Présidentielle 2027 : Gabriel Attal dénonce une « ingérence étrangère » russe
Gabriel Attal, ancien Premier ministre et candidat à la présidentielle de 2027, a exprimé de vives inquiétudes concernant l’intégrité des élections à venir. Sur les ondes de RTL, il a déclaré : « Si on ne fait rien pour se protéger, l’élection peut être faussée », accusant la Russie de tenter de « voler » le scrutin aux Français. Ses avocats ont annoncé qu’il avait déposé une plainte pour « ingérence étrangère » en lien avec des réseaux russes.
Cette démarche fait suite à un premier signalement effectué mercredi dernier, où les services de l’État avaient alerté Attal sur des tentatives d’ingérence numérique. Vendredi, il a été informé d’une nouvelle opération d’ingérence, toujours attribuée à des réseaux russes, comme l’ont précisé ses avocats, Sacha Ghozlan et Lucas Veil.

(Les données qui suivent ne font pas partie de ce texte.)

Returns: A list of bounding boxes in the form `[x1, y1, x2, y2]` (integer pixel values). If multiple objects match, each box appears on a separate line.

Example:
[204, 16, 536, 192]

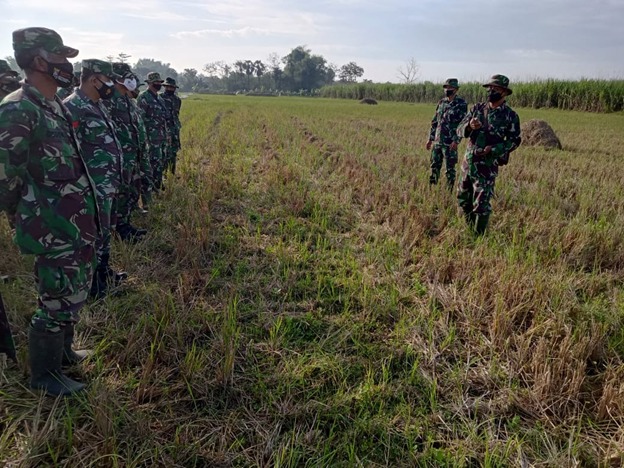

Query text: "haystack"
[360, 98, 377, 105]
[521, 119, 561, 149]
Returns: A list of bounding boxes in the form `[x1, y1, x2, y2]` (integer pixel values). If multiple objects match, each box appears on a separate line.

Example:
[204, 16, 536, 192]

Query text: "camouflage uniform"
[137, 72, 169, 190]
[64, 60, 123, 294]
[0, 28, 99, 396]
[160, 78, 182, 174]
[429, 78, 468, 187]
[0, 60, 19, 101]
[457, 75, 521, 234]
[104, 63, 147, 235]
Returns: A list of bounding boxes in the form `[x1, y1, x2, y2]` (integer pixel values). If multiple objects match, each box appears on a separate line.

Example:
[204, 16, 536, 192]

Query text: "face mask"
[96, 78, 115, 99]
[488, 88, 503, 102]
[44, 59, 74, 88]
[123, 78, 137, 91]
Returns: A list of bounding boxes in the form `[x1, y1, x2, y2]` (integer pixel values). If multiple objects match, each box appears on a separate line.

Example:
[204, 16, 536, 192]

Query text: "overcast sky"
[0, 0, 624, 82]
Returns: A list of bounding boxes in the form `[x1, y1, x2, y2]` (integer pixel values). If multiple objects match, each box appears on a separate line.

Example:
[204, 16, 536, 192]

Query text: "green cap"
[82, 59, 120, 80]
[0, 60, 17, 76]
[483, 75, 512, 94]
[145, 72, 164, 83]
[113, 62, 133, 77]
[163, 77, 179, 88]
[13, 28, 78, 58]
[442, 78, 459, 89]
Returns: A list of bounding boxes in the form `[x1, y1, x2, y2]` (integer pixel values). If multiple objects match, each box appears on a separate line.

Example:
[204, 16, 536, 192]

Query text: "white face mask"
[123, 78, 137, 91]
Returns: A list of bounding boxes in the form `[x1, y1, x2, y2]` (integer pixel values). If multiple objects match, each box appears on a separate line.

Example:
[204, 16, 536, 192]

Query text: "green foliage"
[320, 79, 624, 112]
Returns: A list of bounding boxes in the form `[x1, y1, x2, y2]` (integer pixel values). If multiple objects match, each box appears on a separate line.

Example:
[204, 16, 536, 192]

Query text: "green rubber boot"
[28, 320, 85, 397]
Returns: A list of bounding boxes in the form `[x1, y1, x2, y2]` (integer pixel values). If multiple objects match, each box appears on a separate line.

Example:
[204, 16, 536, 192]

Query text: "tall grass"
[320, 79, 624, 112]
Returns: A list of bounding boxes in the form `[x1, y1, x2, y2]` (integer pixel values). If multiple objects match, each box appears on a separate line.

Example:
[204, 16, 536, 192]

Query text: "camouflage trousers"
[457, 157, 498, 215]
[33, 245, 95, 327]
[429, 144, 457, 186]
[115, 152, 141, 224]
[167, 132, 180, 174]
[150, 140, 169, 190]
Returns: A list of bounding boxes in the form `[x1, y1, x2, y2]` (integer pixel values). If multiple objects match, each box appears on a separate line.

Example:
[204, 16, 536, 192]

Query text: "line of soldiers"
[0, 28, 181, 396]
[426, 75, 521, 235]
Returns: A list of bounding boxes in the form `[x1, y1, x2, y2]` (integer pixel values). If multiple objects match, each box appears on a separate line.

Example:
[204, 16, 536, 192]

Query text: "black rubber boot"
[475, 214, 490, 236]
[62, 323, 93, 366]
[28, 320, 85, 397]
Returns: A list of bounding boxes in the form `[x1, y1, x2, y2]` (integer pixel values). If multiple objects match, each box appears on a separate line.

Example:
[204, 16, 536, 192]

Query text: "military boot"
[62, 322, 93, 366]
[475, 213, 490, 236]
[28, 319, 85, 397]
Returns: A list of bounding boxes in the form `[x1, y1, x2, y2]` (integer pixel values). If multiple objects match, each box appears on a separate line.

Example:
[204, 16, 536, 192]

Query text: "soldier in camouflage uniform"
[137, 72, 169, 194]
[160, 78, 182, 174]
[457, 75, 521, 235]
[0, 28, 99, 396]
[64, 59, 127, 298]
[0, 60, 20, 101]
[104, 62, 148, 242]
[426, 78, 468, 189]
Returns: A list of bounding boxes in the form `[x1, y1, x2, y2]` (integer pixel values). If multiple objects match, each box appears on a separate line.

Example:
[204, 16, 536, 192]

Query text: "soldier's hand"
[470, 117, 481, 130]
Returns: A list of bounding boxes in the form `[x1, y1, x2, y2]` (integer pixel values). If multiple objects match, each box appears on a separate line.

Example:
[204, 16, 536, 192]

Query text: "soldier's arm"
[492, 111, 522, 156]
[0, 103, 36, 216]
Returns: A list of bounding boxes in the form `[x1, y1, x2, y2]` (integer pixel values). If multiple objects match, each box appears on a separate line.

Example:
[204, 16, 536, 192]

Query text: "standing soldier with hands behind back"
[457, 75, 521, 235]
[63, 59, 127, 298]
[0, 28, 99, 396]
[426, 78, 468, 190]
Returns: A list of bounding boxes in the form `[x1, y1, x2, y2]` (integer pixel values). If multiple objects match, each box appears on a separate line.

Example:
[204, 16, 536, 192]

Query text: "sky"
[0, 0, 624, 82]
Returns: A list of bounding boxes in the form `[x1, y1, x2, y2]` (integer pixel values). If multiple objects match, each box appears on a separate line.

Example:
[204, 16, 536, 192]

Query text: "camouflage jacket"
[457, 102, 522, 165]
[103, 89, 140, 154]
[137, 89, 169, 145]
[160, 93, 182, 133]
[64, 89, 123, 203]
[429, 96, 468, 146]
[0, 83, 99, 255]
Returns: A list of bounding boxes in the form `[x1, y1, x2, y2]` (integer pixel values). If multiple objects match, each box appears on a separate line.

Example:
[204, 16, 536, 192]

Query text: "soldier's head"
[13, 28, 78, 91]
[442, 78, 459, 99]
[163, 77, 179, 94]
[0, 60, 19, 96]
[483, 75, 512, 104]
[80, 59, 119, 102]
[113, 62, 138, 96]
[145, 72, 165, 93]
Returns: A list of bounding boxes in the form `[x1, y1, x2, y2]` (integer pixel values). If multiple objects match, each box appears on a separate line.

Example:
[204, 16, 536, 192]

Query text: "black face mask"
[97, 78, 115, 99]
[44, 59, 74, 88]
[488, 89, 503, 102]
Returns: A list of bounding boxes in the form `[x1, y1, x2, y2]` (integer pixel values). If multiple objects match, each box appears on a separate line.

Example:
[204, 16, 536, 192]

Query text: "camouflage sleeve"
[0, 103, 36, 216]
[452, 101, 470, 144]
[429, 102, 440, 141]
[492, 111, 522, 156]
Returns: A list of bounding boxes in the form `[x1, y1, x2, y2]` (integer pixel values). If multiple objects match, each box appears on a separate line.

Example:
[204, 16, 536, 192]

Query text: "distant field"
[0, 95, 624, 467]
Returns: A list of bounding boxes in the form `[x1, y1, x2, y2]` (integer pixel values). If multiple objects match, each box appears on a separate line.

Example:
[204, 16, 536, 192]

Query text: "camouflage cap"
[145, 72, 164, 83]
[82, 59, 120, 80]
[442, 78, 459, 89]
[0, 60, 17, 76]
[13, 28, 78, 58]
[113, 62, 133, 77]
[483, 75, 513, 95]
[163, 77, 179, 88]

La plainte déposée à Paris évoque des actes de manipulation de l’information et de création de contenus falsifiés, qui pourraient nuire aux intérêts de la nation et à la transparence du scrutin présidentiel à venir. Les avocats de Gabriel Attal ont mis en lumière la circulation sur les réseaux sociaux de « deepfakes, faux reportages vidéo, fausses unes de journaux », ainsi que des éléments destinés à créer la confusion sur l’origine de ces contenus, insinuant que le candidat aurait orchestré lui-même cette désinformation.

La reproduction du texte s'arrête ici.